The master looses connection to the agent not the other way around.
- We use SCOM (replace with whatever tools is appropriate to your platform) to monitory that the Tidal master services and Tidal failover services themselves do not go down.
- Keep in mind you'll need to work with your mail administrator to add your Tidal servers into an SMTP mail message allowed if working with Exchange.
Two system events you should define for every Tidal master are:
1) se public connection status - one action email followed by an alert action (Security Level=Warning) :
An error alert has been generated for an unplanned connection outage:
Job Connection Name: <SysConnect>
Job Agent: <JobAgent>
2) se admin failover complete - define a system event on Backup master took over with an action email associated titled "Failover Notice on <SysDate.M/d/yyyy>" with message as follows:
The primary Tidal master has failed over to the backup Tidal master.
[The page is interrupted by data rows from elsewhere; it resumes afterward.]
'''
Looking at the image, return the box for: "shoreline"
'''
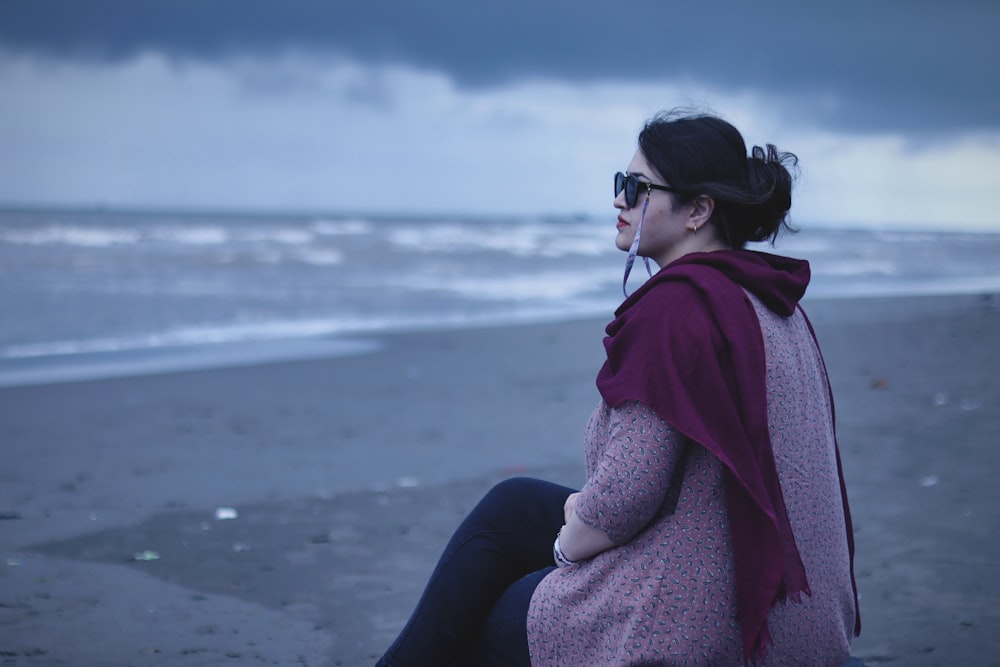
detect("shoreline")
[1,292,998,665]
[2,290,999,391]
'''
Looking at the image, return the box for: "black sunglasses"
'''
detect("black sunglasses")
[614,171,679,208]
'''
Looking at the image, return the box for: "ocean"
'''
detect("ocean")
[2,208,999,386]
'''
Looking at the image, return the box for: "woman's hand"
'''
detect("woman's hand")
[563,492,579,524]
[558,492,615,563]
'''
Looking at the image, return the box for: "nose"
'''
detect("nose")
[614,189,627,210]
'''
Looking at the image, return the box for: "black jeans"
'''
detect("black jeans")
[376,477,574,667]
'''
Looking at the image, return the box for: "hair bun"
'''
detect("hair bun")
[742,144,798,242]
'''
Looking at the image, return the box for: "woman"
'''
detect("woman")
[376,110,861,666]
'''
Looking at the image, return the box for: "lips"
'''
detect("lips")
[616,216,629,230]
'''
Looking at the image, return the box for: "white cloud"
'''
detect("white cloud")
[785,130,1000,231]
[1,52,997,231]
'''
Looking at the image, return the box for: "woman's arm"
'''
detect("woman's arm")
[556,401,688,564]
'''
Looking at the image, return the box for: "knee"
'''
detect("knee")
[459,478,539,534]
[476,477,568,525]
[481,477,542,510]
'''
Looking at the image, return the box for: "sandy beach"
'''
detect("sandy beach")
[1,293,998,666]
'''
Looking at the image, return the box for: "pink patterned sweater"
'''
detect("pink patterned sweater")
[527,294,857,666]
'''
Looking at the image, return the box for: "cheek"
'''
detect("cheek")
[635,213,677,253]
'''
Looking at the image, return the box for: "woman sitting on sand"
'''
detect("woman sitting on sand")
[375,110,861,666]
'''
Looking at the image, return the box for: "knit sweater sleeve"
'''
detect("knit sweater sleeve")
[574,400,688,546]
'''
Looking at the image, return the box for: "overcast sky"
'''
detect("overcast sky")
[2,1,999,230]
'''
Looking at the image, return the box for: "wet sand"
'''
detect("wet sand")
[1,294,998,666]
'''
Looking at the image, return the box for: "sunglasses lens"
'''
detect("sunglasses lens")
[614,172,637,207]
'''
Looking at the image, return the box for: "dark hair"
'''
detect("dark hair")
[637,109,798,248]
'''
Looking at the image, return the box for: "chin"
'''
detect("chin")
[615,233,633,252]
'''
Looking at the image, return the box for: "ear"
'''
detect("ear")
[686,195,715,232]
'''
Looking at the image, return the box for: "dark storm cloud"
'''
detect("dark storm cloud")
[2,0,997,135]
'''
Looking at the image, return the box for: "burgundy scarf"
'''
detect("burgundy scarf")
[596,249,859,663]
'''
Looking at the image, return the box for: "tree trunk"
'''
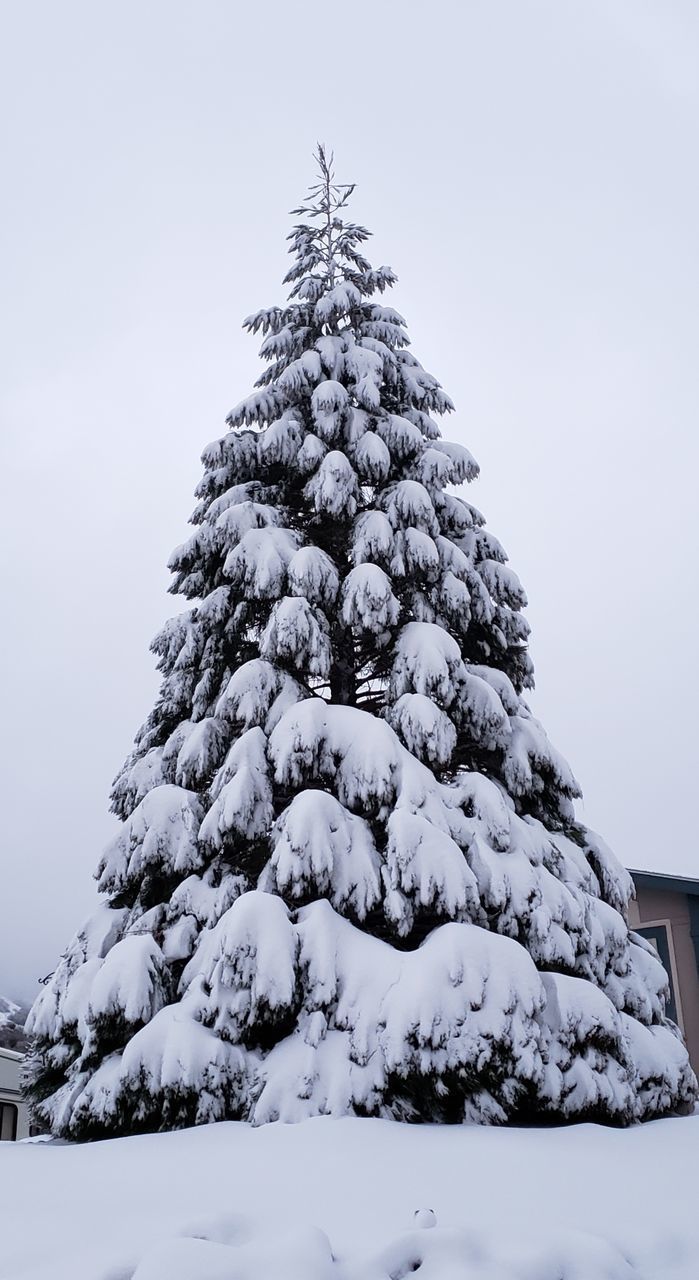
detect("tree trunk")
[329,623,356,705]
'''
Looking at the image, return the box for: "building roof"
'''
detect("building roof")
[0,1047,24,1062]
[629,868,699,897]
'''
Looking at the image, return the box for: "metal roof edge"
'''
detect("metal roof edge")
[629,868,699,897]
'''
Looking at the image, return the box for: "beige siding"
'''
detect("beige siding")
[630,887,699,1074]
[0,1048,30,1141]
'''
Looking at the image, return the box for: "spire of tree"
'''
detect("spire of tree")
[288,143,360,291]
[26,152,696,1137]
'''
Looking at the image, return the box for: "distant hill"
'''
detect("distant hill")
[0,994,30,1052]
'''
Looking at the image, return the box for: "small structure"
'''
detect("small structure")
[629,869,699,1075]
[0,1047,31,1141]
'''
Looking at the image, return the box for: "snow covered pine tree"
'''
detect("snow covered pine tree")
[27,149,696,1138]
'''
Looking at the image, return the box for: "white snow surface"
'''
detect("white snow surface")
[3,1114,699,1279]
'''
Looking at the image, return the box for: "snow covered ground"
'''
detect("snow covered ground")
[2,1115,698,1279]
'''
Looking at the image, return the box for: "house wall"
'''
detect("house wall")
[628,887,699,1074]
[0,1049,31,1141]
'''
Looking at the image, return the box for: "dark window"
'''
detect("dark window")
[0,1102,18,1142]
[636,924,679,1023]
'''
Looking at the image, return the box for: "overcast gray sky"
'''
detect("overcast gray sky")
[1,0,698,1002]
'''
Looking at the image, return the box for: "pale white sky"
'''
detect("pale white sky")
[1,0,698,1001]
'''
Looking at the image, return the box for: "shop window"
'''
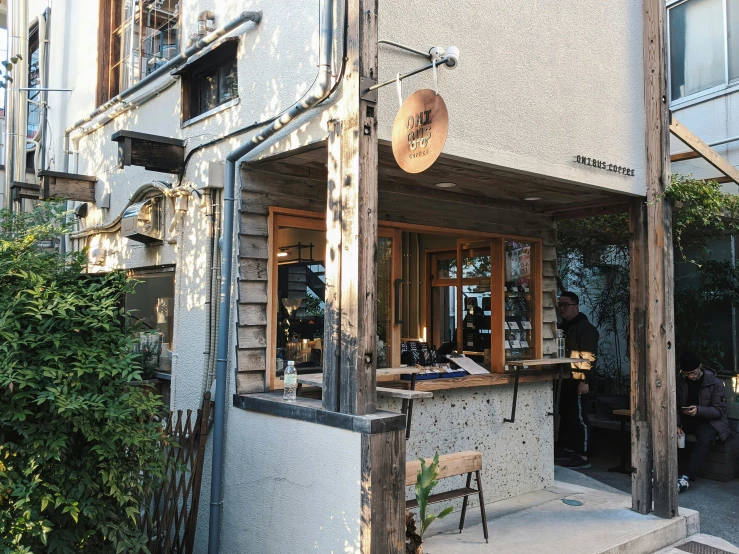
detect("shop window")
[270,215,395,385]
[97,0,180,105]
[179,39,238,121]
[504,240,538,368]
[125,266,175,374]
[668,0,739,102]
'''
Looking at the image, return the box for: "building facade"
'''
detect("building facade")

Before the end of the next business day, investigate the reason and as soon as practical restore service to use to the primary Tidal master.
For our connection messages down, we use something like this:
Subject=FYI: Connection Down: <SysConnect> on <SysName>
The Tidal connection mentioned in the subject line has gone down, please investigate.
Possible Root Causes:
1) maintenance was performed without a defined Tidal outage when a server or service was brought down.
2) server or service is down ( remote into your server to verify if the server is down, is so, escalate with Infrastructure ext ZZZZ rather than with our Tidal Administrators )
Take appropriate action contacting a Tidal Administrator or Infrastructure Administrator as necessary if the connection remains inactive for more than 15 minutes.